Editoriais

Editorial do Presidente

19 dez 16

Editorial do Presidente

O Brasil vive um momento de instabilidade, é como se os ventos de uma mudança intensificassem seu sopro, ou em linguagem mais nossa, o país enfrenta as dores do crescimento ou amadurecimento político. A alegria nas ruas pela derrubada de um governo, cujo partido institucionalizou a corrupção, cedeu lugar à apreensão, ao vir à tona que a corrupção está entranhada de alguma forma em quase toda rede política. A confusão jurídica para diferenciar o que é doação legal, caixa dois, lobby ou propina, coloca todos no mesmo patamar. Fora isso, os poderes da República se estranham, muitas vezes extrapolando suas prerrogativas. Juntando a tudo isso uma crise econômica, com horizontes incertos, aparece o desânimo de que o Brasil, país do futuro, mais uma vez veja esse futuro se distanciar da geração presente.

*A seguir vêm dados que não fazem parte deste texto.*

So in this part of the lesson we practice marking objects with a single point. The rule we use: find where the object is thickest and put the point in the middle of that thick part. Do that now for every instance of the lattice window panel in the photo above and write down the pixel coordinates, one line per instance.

Os remédios propostos pelo governo, na PEC do Teto, Reforma da Previdência, Reforma trabalhista, Reforma do Ensino médio, lembram muito uma imagem familiar a nós médicos, a diferença entre o remédio e o veneno está na dose. O governo não pode errar na mão, sob pena de sem apoio popular perder a oportunidade de fazer reformas indispensáveis para o Brasil, mas que precisam exigir a colaboração e o sacrifício em doses aceitáveis à população. 2018 será um ano de eleições de forte renovação na classe política. Guardando-se o cuidado de fugir de aventureiros e oportunistas, deveremos ter um novo cenário, com lideranças comprometidas com as bandeiras de honestidade, competência, eficiência, mérito, liberdade, oportunidades, educação, saúde, segurança, exigidas nas ruas. Palavras que foram pisoteadas ou esquecidas nos últimos anos. Mas, inegavelmente, até 2018 teremos uma travessia de sobressaltos.

 

*Editorial publicado na coluna do Sinmed RN, no Novo Jornal, dia 18/12/2016.